Figure 2 shows the line with equation $y = 10 - x$ and the curve with equation $y = 10x - x^2 - 8$ - Edexcel - A-Level Maths Pure - Question 6 - 2012 - Paper 3

To calculate the area of region R, we use integration:

1. Identify the top curve and the bottom curve:

   • Top curve: $y = 10x - x^2 - 8$
   • Bottom curve: $y = 10 - x$

2. Determine the points of intersection (A and B), found as $(2, 8)$ and $(9, 1)$.
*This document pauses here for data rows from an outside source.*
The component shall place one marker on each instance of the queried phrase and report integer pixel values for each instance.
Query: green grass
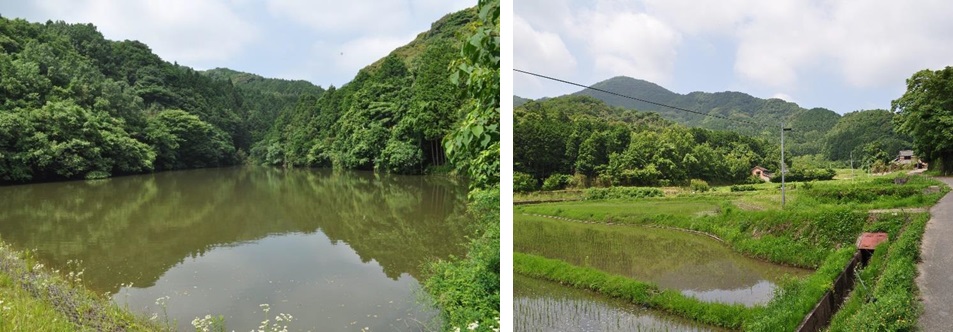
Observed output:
(20, 311)
(544, 196)
(637, 211)
(795, 299)
(816, 229)
(717, 314)
(36, 299)
(890, 287)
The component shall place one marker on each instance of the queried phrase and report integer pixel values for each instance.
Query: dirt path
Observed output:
(936, 267)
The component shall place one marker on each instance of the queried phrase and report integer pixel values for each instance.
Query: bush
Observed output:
(621, 192)
(523, 182)
(699, 185)
(743, 188)
(557, 182)
(807, 175)
(467, 290)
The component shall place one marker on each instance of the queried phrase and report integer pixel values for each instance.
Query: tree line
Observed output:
(75, 105)
(605, 145)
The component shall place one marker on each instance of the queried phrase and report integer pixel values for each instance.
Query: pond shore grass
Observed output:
(33, 298)
(817, 230)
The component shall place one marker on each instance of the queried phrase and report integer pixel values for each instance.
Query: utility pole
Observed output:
(851, 165)
(784, 168)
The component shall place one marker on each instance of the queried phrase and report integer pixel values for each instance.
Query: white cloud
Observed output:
(885, 42)
(783, 96)
(177, 30)
(631, 44)
(540, 51)
(363, 16)
(700, 17)
(343, 16)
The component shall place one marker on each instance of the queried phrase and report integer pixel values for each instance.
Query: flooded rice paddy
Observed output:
(696, 265)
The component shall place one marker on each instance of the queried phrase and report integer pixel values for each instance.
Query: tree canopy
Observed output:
(614, 146)
(925, 112)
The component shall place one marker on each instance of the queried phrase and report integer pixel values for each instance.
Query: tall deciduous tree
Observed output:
(474, 146)
(925, 112)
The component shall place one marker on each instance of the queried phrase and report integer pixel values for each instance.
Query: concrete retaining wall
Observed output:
(822, 313)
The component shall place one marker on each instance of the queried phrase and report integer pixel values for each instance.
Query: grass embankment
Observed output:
(467, 290)
(886, 297)
(817, 229)
(32, 298)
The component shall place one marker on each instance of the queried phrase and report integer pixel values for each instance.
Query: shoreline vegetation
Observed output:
(35, 298)
(816, 230)
(450, 76)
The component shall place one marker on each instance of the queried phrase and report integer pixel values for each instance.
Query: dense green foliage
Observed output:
(474, 145)
(925, 112)
(867, 136)
(265, 98)
(391, 117)
(614, 146)
(76, 105)
(467, 290)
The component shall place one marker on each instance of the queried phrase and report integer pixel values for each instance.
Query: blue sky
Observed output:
(322, 41)
(841, 55)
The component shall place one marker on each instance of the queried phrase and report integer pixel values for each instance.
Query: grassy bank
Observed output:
(37, 299)
(817, 229)
(467, 289)
(886, 297)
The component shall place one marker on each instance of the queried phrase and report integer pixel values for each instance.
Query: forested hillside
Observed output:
(75, 105)
(809, 125)
(392, 117)
(581, 135)
(820, 134)
(265, 98)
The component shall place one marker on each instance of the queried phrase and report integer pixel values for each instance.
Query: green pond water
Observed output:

3. Set up the integral for the area: $ext{Area} = \int_{2}^{9} [(10x - x^2 - 8) - (10 - x)] \, dx$

4. Simplifying the integrand: $(10x - x^2 - 8 - 10 + x) = -x^2 + 11x - 18$

5. Integrate: $= \int_{2}^{9} (-x^2 + 11x - 18) \, dx$ $= \left[-\frac{x^3}{3} + \frac{11x^2}{2} - 18x\right]_{2}^{9}$

6. Evaluate the definite integral:

   • Calculate at $x = 9$: $= -\frac{9^3}{3} + \frac{11(9^2)}{2} - 18(9)$ $= -243 + 445.5 - 162 = 40.5$

   • Calculate at $x = 2$: $= -\frac{2^3}{3} + \frac{11(2^2)}{2} - 18(2)$ $= -\frac{8}{3} + 44 - 36 = 8 - \frac{8}{3} = \frac{24 - 8}{3} = \frac{16}{3}$

7. Final area calculation: $\text{Area} = 40.5 - \frac{16}{3} = \frac{121.5 - 16}{3} = \frac{105.5}{3} = 35.1667$ .

The exact area of R is $\frac{105.5}{3}$ square units.